What Types of Student Loans Can Be Consolidated or Refinanced?

Most federal loans can be consolidated, however, none of them can be refinanced. If you want to keep the governmental privileges that come with federal student loans, you can’t consolidate your federal loans into a private loan.

For private loans, consolidation and refinancing options depend on what the financial institution you’re working with offers. If your credit score has improved or overall bank rates have gone down since you took out your loan, you can often get a reduced rate and/or combine multiple loans into one.

READ MORE: Best lenders for student loan refinancing

When You Should Choose to Refinance

Because student loan refinancing is only accessible through a private lender, its usefulness is limited. The government holds the vast majority of student loans, so most of the time a refinance of your loans would mean that you’d be giving up a lot of privileges for a slim chance at reducing your interest rate.

Dr. Daniel Howard, Professor of Marketing for SMU’s Cox School of Business, shares advice on student loan refinancing and forgiveness


It is not a bad strategy but understand you are playing a chess game here.  I believe there is a strong possibility of some level of student loan forgiveness.  However, the level of forgiveness, when it will occur, and with what contingencies is an open question.  

That said, refinancing does make sense when you hold one or more expensive private loans and meet one of the following conditions:

  • Your credit score has increased significantly
  • Lending rates have decreased significantly

In either of these cases, you won’t have anything to lose by working with a private lender, as you’ll likely be able to qualify for a better interest rate than you held previously.

Watch Out for Scams

Just like with every other type of loan, scams have developed around student debt management. If you’re considering student loan consolidation or refinancing, make sure that you’re dealing with the proper and legitimate parties and not a scam artist.

For federal loans, you should never deal with anyone other than a representative from the Department of Education. You never have to pay for assistance from them, and they have only 9 loan servicers you work with exclusively that are government-backed.
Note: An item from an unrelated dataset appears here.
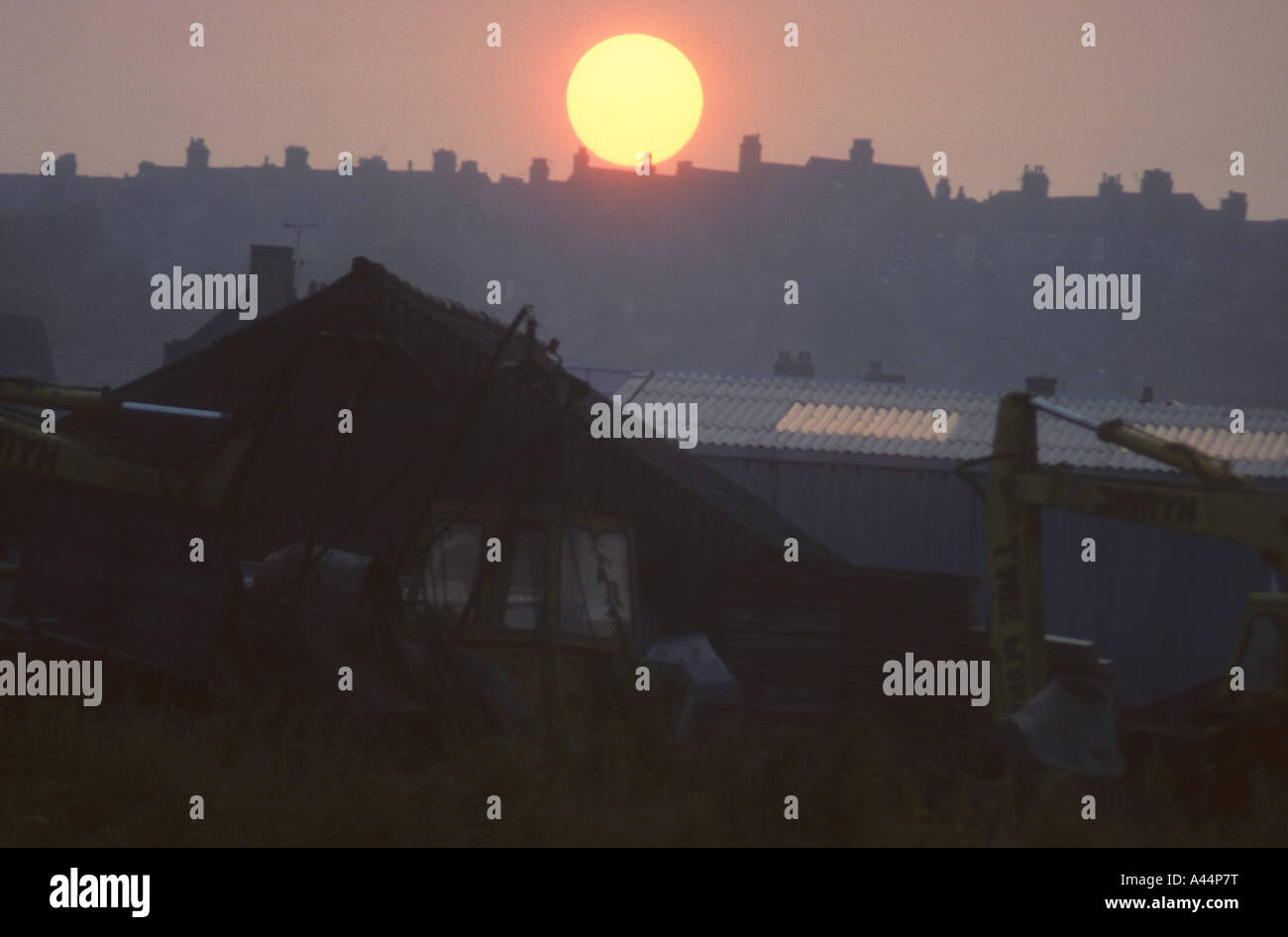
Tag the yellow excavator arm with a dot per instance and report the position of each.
(1224, 506)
Things become a bit less black-and-white when you’re using private loans since these are provided by a wider range of groups and individuals, but here are some good guidelines to recognize and avoid scams:

  • Don’t trust a party that contacts you first by email or phone, especially if you don’t recognize them
  • Be wary of any upfront fee necessary to qualify for any sort of student loan assistance
  • Don’t trust anyone who promises you rapid “loan forgiveness.” Forgiveness is a rare occurrence that generally only happens after years of payments and some extenuating circumstances

When in doubt, err on the side of caution. Keep your personal information a secret whenever possible and carefully vet everyone you work with. Even if someone seems legitimate, a quick Google search and online background check can go a long way

Generally, the banking institution you worked with to get your loan in the first place will be involved in the consolidation loan application process so contact them if you have any questions on consolidation or refinancing.

READ MORE: Can you go to jail for not paying student loans?

The Bottom Line

Each borrower’s priorities and student loan situations are different, so there is no universally correct choice when it comes to consolidating student loans. That said, if you’re finding monthly payments hard to manage, consolidation could simplify your education repayments. There are other options on the table, such as loan forgiveness if you qualify based on your job or your loan type, so be sure to clarify with your loan servicer all your options before deciding to consolidate.